Il y a 50 ans, au printemps 1968, un vent de contestation souffle en France. Il se rendra jusqu’ici quelques mois plus tard. Retour sur cette année mouvementée avec le film Mai en décembre (Godard en Abitibi), de Julie Perron.

À l’époque, des étudiants parisiens et des ouvriers déclenchent des grèves qui vont s’étendre à d’autres régions françaises par la suite. Le réalisateur franco-suisse Jean-Luc Godard et d’autres cinéastes, comme François Truffaut, Roman Polanski et Claude Lelouch, se joignent au mouvement et provoquent l’interruption du Festival de Cannes cette année-là.

Au même moment, au Québec, la montée du nationalisme conduit à des affrontements lors des festivités du 24 juin 1968. Surnommée le «Lundi de la matraque», une émeute est déclenchée à la veille d’une élection fédérale lors du défilé de la Saint-Jean-Baptiste, à Montréal. Les affrontements violents entre les manifestants et les policiers feront 125 blessés.

Mai en décembre (Godard en Abitibi), Julie Perron, offert par l'Office national du film du Canada

C’est dans ce climat que l’on organise «Les 10 jours du cinéma politique» au Cinéma Verdi, à Montréal, qui accueille Jean-Luc Godard, auréolé du succès de ses films À bout de souffle (1959) et Pierrot le fou (1965). Loin de s’en tenir à des rencontres avec ses admirateurs, le cinéaste de la Nouvelle vague caresse l’idée d’un projet.
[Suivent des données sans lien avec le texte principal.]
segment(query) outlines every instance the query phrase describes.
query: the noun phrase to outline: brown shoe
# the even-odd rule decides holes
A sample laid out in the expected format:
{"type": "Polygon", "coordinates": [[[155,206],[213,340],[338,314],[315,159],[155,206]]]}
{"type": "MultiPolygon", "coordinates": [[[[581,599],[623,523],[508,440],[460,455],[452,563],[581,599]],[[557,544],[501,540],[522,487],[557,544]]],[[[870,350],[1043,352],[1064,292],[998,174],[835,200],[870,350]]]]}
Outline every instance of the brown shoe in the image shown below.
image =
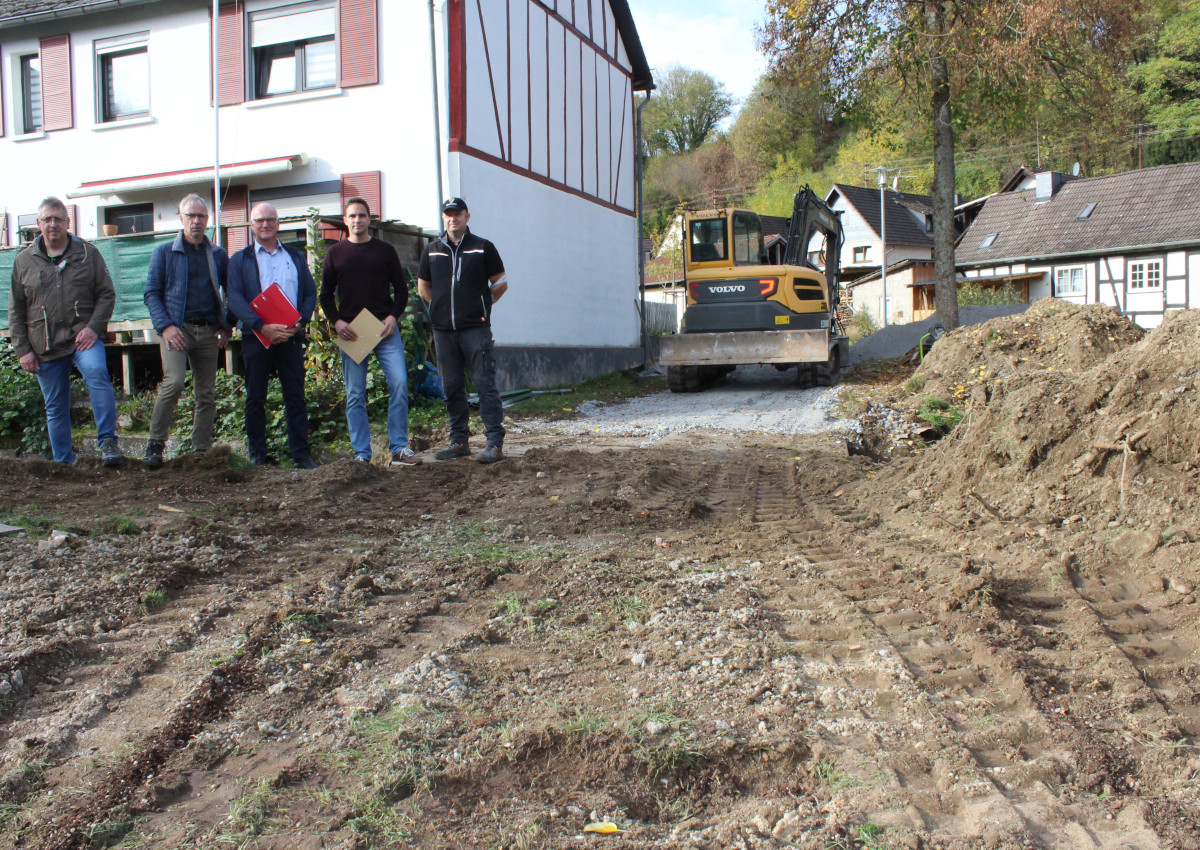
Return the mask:
{"type": "Polygon", "coordinates": [[[498,460],[504,460],[504,449],[499,446],[488,446],[486,449],[475,455],[475,460],[480,463],[495,463],[498,460]]]}
{"type": "Polygon", "coordinates": [[[405,446],[392,455],[392,466],[420,466],[421,459],[413,454],[413,450],[405,446]]]}
{"type": "Polygon", "coordinates": [[[456,457],[470,457],[471,447],[466,443],[451,443],[444,449],[438,449],[433,456],[438,460],[454,460],[456,457]]]}

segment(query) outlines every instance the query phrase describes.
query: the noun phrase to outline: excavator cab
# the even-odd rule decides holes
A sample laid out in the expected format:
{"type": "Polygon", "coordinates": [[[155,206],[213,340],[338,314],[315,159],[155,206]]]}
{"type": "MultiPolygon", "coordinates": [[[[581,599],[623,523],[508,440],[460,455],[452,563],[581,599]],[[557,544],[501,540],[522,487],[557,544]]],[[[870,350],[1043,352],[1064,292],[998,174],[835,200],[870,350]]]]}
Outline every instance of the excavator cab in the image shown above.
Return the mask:
{"type": "Polygon", "coordinates": [[[786,261],[768,265],[758,215],[684,215],[687,307],[682,331],[660,341],[671,389],[702,389],[738,365],[799,366],[828,383],[848,351],[835,330],[842,228],[807,186],[796,195],[786,261]]]}

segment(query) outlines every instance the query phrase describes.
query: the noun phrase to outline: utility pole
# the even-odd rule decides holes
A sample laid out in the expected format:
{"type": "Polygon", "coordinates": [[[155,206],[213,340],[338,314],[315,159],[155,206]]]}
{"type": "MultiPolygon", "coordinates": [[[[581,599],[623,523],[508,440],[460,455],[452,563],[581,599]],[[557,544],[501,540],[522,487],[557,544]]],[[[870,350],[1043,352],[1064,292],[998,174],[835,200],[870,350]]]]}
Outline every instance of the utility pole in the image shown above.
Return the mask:
{"type": "Polygon", "coordinates": [[[888,292],[887,292],[887,203],[884,190],[887,189],[887,166],[881,165],[871,169],[879,175],[879,279],[883,281],[883,326],[888,326],[888,292]]]}

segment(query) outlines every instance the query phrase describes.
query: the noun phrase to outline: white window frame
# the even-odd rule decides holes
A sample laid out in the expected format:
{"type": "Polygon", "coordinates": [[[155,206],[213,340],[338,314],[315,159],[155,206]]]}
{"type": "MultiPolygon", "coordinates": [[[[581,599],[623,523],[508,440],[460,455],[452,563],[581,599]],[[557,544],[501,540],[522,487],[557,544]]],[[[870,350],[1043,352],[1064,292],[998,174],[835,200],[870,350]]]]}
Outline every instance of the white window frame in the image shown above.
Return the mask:
{"type": "Polygon", "coordinates": [[[1086,295],[1087,294],[1087,267],[1086,266],[1062,266],[1054,270],[1054,297],[1063,298],[1068,295],[1086,295]],[[1064,276],[1071,284],[1070,289],[1064,289],[1062,281],[1064,276]],[[1075,287],[1076,277],[1078,277],[1079,287],[1075,287]]]}
{"type": "Polygon", "coordinates": [[[1163,288],[1162,260],[1130,260],[1126,266],[1129,291],[1161,292],[1163,288]]]}
{"type": "MultiPolygon", "coordinates": [[[[249,100],[251,102],[296,97],[312,92],[337,91],[336,3],[318,0],[318,2],[294,3],[250,12],[246,16],[246,33],[249,45],[249,49],[246,51],[246,61],[250,65],[246,78],[249,81],[249,100]],[[306,79],[305,54],[309,45],[313,44],[331,44],[333,48],[333,76],[327,83],[313,85],[306,79]],[[279,51],[284,46],[292,47],[295,84],[290,89],[268,94],[265,85],[260,85],[259,82],[259,71],[262,64],[261,51],[272,48],[279,51]]],[[[281,55],[276,58],[286,59],[287,56],[281,55]]],[[[268,68],[268,74],[269,71],[268,68]]],[[[268,78],[267,83],[269,84],[269,82],[268,78]]]]}
{"type": "Polygon", "coordinates": [[[149,31],[100,38],[92,42],[95,52],[96,80],[96,123],[112,124],[119,121],[136,121],[150,117],[150,33],[149,31]],[[146,108],[129,112],[116,112],[109,103],[108,76],[115,59],[143,54],[146,57],[146,108]]]}
{"type": "Polygon", "coordinates": [[[37,213],[17,216],[17,245],[28,245],[38,238],[37,213]]]}
{"type": "Polygon", "coordinates": [[[854,248],[854,262],[868,263],[870,261],[871,261],[871,246],[870,245],[858,245],[854,248]],[[859,257],[860,252],[862,254],[862,257],[859,257]]]}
Peu de temps après, il se rend à Rouyn-Noranda, où la télévision locale lui offre carte blanche, et prépare une série de 10 reportages avec l’aide d’une équipe de cinéastes français et canadiens. À ce moment, Godard rêve d’ouvrir le médium de la télévision, «contrôlé par 2% de la population», et de le rendre plus accessible à ceux qui en sont généralement exclus, c’est-à-dire les étudiants, les ouvriers et les militants politiques.
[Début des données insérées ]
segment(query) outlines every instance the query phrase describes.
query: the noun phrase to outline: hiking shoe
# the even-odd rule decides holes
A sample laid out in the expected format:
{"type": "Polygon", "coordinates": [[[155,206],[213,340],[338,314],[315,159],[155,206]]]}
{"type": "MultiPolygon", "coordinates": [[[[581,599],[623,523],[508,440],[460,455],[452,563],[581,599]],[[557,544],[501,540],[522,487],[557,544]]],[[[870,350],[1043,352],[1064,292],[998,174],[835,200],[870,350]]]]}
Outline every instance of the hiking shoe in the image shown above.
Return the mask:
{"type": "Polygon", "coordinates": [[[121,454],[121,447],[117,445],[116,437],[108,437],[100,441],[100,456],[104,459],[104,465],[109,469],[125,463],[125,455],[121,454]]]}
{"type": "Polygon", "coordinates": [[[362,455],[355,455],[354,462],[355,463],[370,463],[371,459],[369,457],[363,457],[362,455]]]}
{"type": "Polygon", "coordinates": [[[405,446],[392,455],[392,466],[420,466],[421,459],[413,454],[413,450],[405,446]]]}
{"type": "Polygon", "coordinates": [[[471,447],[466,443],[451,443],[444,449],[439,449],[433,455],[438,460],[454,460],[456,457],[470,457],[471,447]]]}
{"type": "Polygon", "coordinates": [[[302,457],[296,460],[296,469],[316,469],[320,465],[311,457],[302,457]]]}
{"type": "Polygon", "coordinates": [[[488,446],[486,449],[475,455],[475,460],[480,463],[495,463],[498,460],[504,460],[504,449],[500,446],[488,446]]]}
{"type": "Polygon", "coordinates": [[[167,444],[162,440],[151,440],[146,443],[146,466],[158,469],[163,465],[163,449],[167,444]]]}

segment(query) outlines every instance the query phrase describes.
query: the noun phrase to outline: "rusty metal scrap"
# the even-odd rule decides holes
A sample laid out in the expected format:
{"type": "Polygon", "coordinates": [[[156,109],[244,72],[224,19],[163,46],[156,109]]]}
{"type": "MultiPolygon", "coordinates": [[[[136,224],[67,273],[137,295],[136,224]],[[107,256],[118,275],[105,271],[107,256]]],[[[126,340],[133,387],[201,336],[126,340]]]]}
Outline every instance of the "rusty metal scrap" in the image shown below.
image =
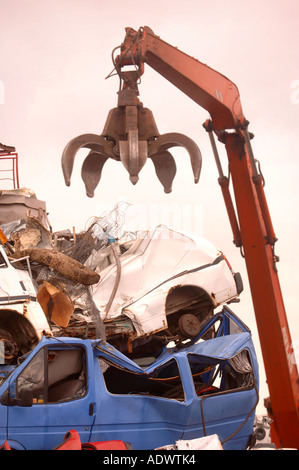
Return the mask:
{"type": "Polygon", "coordinates": [[[37,199],[35,193],[28,188],[0,190],[0,213],[0,225],[29,216],[37,218],[50,229],[46,203],[37,199]]]}
{"type": "Polygon", "coordinates": [[[29,248],[12,255],[13,258],[23,258],[26,256],[29,256],[31,261],[53,268],[65,277],[85,286],[97,284],[100,280],[99,274],[59,251],[29,248]]]}
{"type": "Polygon", "coordinates": [[[15,147],[12,147],[11,145],[4,145],[0,143],[0,153],[10,153],[10,152],[15,152],[16,149],[15,147]]]}
{"type": "MultiPolygon", "coordinates": [[[[167,151],[166,135],[160,144],[167,151]]],[[[126,232],[121,216],[117,206],[78,234],[75,228],[52,233],[27,217],[15,230],[2,225],[3,241],[11,243],[8,259],[15,269],[24,274],[26,259],[39,286],[32,294],[40,308],[32,317],[36,324],[43,318],[53,336],[107,338],[125,354],[152,355],[169,341],[196,336],[218,303],[236,296],[235,281],[232,273],[223,275],[229,267],[222,258],[216,276],[219,251],[206,241],[164,226],[126,232]],[[214,289],[219,300],[210,298],[214,289]]]]}
{"type": "Polygon", "coordinates": [[[10,241],[16,252],[28,248],[53,248],[51,232],[36,218],[27,216],[25,227],[11,233],[10,241]]]}
{"type": "Polygon", "coordinates": [[[37,300],[49,320],[58,326],[68,326],[74,305],[65,292],[44,281],[38,289],[37,300]]]}

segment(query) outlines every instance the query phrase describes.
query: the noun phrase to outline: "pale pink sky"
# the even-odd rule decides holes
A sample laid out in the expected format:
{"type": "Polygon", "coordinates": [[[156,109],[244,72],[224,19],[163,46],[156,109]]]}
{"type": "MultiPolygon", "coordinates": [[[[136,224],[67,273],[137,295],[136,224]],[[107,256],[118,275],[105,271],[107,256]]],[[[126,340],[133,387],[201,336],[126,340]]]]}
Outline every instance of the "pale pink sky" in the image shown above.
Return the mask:
{"type": "Polygon", "coordinates": [[[181,149],[173,151],[178,174],[170,195],[163,193],[150,162],[133,187],[121,164],[108,161],[93,199],[85,196],[80,176],[86,152],[77,155],[70,188],[60,165],[67,142],[86,132],[101,134],[108,111],[117,104],[118,79],[105,77],[113,68],[111,51],[123,41],[127,26],[150,26],[237,85],[266,179],[279,239],[278,269],[298,345],[298,1],[0,0],[0,15],[0,142],[16,147],[21,186],[47,202],[53,229],[82,230],[90,217],[125,200],[141,216],[140,221],[133,212],[134,227],[173,221],[173,228],[200,232],[242,272],[246,289],[235,311],[256,335],[244,261],[232,244],[202,128],[209,117],[205,110],[146,68],[140,100],[153,111],[161,134],[181,132],[198,143],[203,153],[198,185],[181,149]]]}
Pierre Harel dans le documentaire « Mai en décembre (Godard en Abitibi) » (Photo : Caroline Hayeur)

Il est accompagné d’une équipe dont fait partie Pierre Harel. Ce dernier se rappelle que Jean-Luc Godard «a été le catalyseur d’une série d’événements qui ont mené à la création du projet Bloc, projet de télévision communautaire qui a été un des premiers en Amérique du Nord».

C’est donc dire que, malgré la fin abrupte du projet de JLG, son passage, ses idées et son énergie ont apporté beaucoup de changements positifs dans la région.

Sa visite a aussi inspiré plusieurs personnes, notamment le réalisateur Éric Morin, qui a fait un film autour de son mythique séjour, Chasse au Godard d’Abbittibbi.

Godard en 2018

Jean-Luc Godard est aujourd’hui âgé de 87 ans et travaille toujours. D’ailleurs, son plus récent film, Le livre d’image, sera présenté à Cannes, tout comme l’a été Adieu au langage en 2014.

En outre, le film de Michel Hazanavicius Le Redoutable, où Louis Garrel interprète JLG, prend l’affiche le 11 mai 2018.

Rachel Bergeron-Cyr a également contribué à ce texte.